New York, July 8 (IANS) A study of numerous seasonal dark streaks called "recurring slope lineae" or RSLs found at a canyon network on Mars has offered important clues that liquid water could be present on the Red Planet.
Water pulled from the atmosphere by salts, or mechanisms with no flowing water involved, remain possible explanations for the occurrence of RSLs in part of the Valles Marineris region near Mars' equator.
"There are so many of them, it's hard to keep track," said study led author Matthew Chojnacki from the University of Arizona.
"The occurrence of recurring slope lineae in these canyons is much more widespread than previously recognised. As far as we can tell, this is the densest population of them on the planet, so if they are indeed associated with contemporary aqueous activity, that makes this canyon system an even more interesting area than it is just from the spectacular geology alone," he added.
The team examined the geological context of canyonland RSL sites and also calculated how much water would need to be present if the streaks are due to liquid water seeping through a thin surface layer to darken the ground.
Many of the sites where RSLs were previously identified are on inner walls of impact craters. At that type of site, a conceivable explanation could be that an extensive underground layer holding water was punctured by the crater-forming impact long ago and still feeds warm-season flows.
If it is seeping water that darkens RSLs, the amount of liquid water required each year to form the streaks in the studied portion of Valles Marineris would total about 10 to 40 Olympic-size swimming pools (about 30,000 to 100,000 cubic metres), the researchers estimate.
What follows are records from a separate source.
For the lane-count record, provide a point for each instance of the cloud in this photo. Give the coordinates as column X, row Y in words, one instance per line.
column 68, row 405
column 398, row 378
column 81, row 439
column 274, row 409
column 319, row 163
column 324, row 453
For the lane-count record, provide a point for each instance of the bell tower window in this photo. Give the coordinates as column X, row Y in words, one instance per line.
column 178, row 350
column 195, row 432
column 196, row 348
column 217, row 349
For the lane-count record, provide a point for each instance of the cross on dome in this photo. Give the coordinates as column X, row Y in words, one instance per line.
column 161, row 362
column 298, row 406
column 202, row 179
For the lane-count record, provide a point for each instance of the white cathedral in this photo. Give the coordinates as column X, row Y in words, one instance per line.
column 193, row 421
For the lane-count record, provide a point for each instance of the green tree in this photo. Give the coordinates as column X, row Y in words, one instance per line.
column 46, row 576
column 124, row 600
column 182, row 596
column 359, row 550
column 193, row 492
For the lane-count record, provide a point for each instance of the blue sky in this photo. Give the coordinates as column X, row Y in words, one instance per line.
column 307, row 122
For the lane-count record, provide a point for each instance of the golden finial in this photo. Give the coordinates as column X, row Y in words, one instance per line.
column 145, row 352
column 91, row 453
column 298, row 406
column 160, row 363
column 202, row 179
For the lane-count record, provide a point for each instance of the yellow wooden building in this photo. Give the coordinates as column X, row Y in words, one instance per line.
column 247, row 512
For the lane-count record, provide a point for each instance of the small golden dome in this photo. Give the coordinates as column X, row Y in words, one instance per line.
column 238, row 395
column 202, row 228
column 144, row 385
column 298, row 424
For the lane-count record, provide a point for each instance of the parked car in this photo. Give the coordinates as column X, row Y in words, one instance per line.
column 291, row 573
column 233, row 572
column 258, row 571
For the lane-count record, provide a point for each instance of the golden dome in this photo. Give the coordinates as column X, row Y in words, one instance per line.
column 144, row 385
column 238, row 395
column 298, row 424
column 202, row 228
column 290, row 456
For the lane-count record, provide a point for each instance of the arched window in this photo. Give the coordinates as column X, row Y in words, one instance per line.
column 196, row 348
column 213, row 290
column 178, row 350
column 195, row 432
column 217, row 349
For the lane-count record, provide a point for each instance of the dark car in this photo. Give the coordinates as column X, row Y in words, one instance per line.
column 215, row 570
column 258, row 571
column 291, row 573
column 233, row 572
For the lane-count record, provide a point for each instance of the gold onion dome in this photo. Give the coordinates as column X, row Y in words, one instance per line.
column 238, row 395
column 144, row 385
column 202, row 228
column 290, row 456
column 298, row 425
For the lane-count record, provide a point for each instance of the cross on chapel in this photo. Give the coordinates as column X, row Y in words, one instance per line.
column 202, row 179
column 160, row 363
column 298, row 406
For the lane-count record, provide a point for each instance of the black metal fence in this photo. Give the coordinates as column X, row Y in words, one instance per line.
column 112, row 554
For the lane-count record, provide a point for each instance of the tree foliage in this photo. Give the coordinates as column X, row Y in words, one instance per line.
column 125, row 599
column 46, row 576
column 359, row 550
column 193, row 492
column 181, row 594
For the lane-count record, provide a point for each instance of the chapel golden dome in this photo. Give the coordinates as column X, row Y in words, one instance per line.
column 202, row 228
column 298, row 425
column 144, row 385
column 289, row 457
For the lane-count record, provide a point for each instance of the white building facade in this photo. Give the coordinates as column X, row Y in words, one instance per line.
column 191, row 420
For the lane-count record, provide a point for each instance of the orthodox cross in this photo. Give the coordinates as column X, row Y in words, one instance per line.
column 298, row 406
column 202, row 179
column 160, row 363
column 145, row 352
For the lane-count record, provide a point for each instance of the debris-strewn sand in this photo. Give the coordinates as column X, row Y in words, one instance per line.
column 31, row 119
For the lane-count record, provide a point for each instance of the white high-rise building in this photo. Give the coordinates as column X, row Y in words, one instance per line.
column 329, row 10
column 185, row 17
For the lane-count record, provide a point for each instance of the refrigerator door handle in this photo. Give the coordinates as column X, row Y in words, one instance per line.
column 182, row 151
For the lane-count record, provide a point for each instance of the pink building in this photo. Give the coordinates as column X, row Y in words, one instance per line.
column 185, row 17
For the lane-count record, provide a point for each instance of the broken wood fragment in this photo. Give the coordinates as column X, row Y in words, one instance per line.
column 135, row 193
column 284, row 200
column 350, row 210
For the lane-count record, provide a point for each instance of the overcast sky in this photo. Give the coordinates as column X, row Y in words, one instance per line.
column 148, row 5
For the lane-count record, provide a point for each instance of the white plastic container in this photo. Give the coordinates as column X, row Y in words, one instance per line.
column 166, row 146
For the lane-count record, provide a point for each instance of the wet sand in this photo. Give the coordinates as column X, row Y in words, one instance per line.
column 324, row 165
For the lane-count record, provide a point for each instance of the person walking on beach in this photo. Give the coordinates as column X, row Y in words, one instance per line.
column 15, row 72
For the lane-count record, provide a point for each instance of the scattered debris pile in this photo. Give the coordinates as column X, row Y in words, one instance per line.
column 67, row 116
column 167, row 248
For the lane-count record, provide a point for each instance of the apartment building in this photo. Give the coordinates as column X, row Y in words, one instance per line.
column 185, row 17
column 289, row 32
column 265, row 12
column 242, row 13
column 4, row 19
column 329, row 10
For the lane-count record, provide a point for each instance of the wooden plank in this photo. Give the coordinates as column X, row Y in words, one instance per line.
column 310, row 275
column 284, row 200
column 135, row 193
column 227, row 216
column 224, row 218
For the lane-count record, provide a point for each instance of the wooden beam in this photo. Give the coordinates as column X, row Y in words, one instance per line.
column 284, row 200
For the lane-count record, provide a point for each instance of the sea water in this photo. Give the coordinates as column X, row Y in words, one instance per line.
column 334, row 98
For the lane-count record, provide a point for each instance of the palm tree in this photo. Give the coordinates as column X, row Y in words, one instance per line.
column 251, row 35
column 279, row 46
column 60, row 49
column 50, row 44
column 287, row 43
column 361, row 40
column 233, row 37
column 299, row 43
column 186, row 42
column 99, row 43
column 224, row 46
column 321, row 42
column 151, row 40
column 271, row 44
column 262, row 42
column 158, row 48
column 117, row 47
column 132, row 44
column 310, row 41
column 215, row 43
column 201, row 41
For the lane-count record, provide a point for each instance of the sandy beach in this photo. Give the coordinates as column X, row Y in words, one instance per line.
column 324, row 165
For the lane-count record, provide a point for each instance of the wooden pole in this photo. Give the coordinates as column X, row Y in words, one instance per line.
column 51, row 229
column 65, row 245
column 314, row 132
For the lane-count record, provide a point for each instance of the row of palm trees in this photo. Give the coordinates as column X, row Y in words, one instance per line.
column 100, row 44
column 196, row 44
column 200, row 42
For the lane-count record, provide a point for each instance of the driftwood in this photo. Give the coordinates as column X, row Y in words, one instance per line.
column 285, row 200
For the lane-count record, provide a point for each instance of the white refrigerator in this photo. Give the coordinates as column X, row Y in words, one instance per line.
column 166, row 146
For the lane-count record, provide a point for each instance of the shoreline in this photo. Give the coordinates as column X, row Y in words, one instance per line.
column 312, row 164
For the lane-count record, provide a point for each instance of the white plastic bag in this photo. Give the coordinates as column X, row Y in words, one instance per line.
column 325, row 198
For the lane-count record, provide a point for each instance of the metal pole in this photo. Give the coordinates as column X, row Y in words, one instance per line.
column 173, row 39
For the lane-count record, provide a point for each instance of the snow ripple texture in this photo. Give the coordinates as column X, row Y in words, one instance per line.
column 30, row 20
However, no such underground layer fits the ridge or peak shapes at several of the RSL sites in the new study.
Another possible mechanism previously proposed for RSLs is that some types of salts so strongly pull water vapour out of the Martian atmosphere that liquid brine forms at the ground surface.
The new study results, reported recently by NASA, bolsters the link between RSL and salts. Some sites bear bright, persistent streaks near the dark, seasonal ones. The bright streaks might result from salt left behind after evaporation of brine.
"There do seem to be more ways atmosphere and surface interact in the canyons than in blander topography, such as clouds trailing out of the canyons and low-lying haze in the canyons," Chojnacki said.
Another factor added by the new study is that RSLs not only darken the surface, but are also associated with material moving downslope. The research documents slumping and other three-dimensional changes at some RSL sites, occurring seasonally in tandem with the streaks.